The report, titled Economic and Social Consequences of Cancer in Kenya, documents stigma, family conflict and broken marriages as some of psychological effects of cancer.

“Focus group participants and several experts’ informants also emphasise on the damage to social relationships that result from the cancer experience, with many broken marriages and destroyed families,” reads the report compiled by World Bank.

This damaged social fabric, which is what cancer patients depend on for their economic support, not only leaves them financially unstable but also psychologically insecure.

The report notes that many households with cancer patients are forced to sell their household items or borrow to cater for treatment and other needs.

“For example, one uninsured cancer patient incurred a debt of almost Sh2 million compared to an annual household  income of Sh540,000,” the report reads.

“In addition, all patients faced an adverse impact on market consumption, reflecting additional spending on transportation, accommodation and special food.”

Painful to remember

This kind of financial burden is what Jackline is facing. She says despite being required to attend clinics, she does not.

“If I have to go to hospital, I need to hire a taxi and have money for consultations. Is it food that I will worry about or clinic visits?” she poses.

Jackline cannot leave her bed without assistance. She has a catheter to help her pass urine, and a colostomy bag to collect stool.

Lying in bed in her two roomed house in Dandora, Nairobi, the 55-year-old tries  to recall the events that led her to being diagnosed with cancer of the vulva.

Some events are too painful to remember and she just bursts into wails. She has wounds, showing the extent the cancer has ravaged her.

She says that in 2009, she noticed some pink growths on her private parts. They were itchy. Since she had a coil for family planning and she thought if it was removed, the symptoms would subside.

Despite using some cream and being in and out of hospitals, the growths did not subside. A surgery was done in 2016 to remove the growths and that left her using a catheter.

Another surgery that was done in 2019 at Kenyatta National Hospital to correct the wound is what confirmed cancer. She was discharged in October 2019 after undergoing chemotherapy and being found cancer-free.

Yet her recovery was just but a comma in her turmoil. Zipporah Kaguri, a community health volunteer in the area, and some of her church members, came to her aid.

“She depends on us for almost everything. Another church member and I prepare meals for her but you know even when I do not have, I cannot tell her so. I would rather go hungry for her to get something to eat,” says Kaguri.
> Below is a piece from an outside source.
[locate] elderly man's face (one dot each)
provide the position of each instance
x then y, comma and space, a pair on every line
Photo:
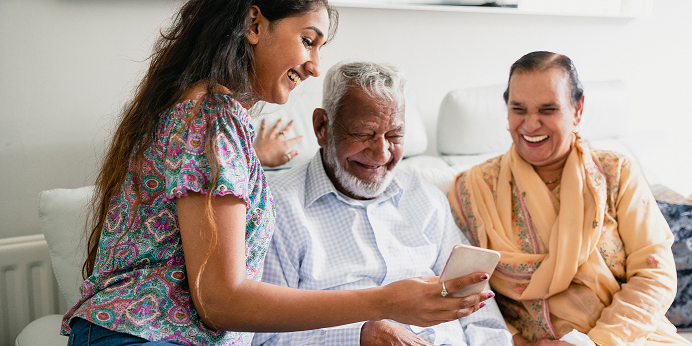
364, 144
According to the report, high medical costs related to cancer and resultant economic downfall explain why relatives or spouses of cancer patients vanish when the diagnosis comes.
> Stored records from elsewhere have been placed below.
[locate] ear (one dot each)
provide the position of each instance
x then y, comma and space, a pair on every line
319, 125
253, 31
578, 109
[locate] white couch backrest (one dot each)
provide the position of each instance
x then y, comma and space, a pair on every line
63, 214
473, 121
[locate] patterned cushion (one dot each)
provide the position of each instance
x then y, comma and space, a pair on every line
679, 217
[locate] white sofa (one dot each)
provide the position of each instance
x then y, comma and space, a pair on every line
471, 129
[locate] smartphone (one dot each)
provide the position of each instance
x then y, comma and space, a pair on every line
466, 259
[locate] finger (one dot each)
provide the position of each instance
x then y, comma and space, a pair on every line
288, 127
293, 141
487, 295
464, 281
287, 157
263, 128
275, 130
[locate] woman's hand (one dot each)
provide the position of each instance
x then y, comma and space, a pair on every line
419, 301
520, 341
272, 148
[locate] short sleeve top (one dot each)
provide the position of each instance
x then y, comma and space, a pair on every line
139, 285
The report notes of reliance on siblings and relatives to cater for the medical bills. At times this depends on how strong the bond is. While Jackline was abandoned by her spouse, her children are in no position to help.

“The quality of social networks and family structures proved critical in mitigating the impact of a cancer diagnosis for participants in this small study. The quality and duration of marital relationships appear to substantially affect how the patients coped and managed,” the report reads.

“The distribution of financial responsibility when an elderly parent is sick may be related to the quality of the relationships between the parent and the adult children and among the siblings.

According to the report, cancer related costs range between Sh94,640 and Sh2.4 million.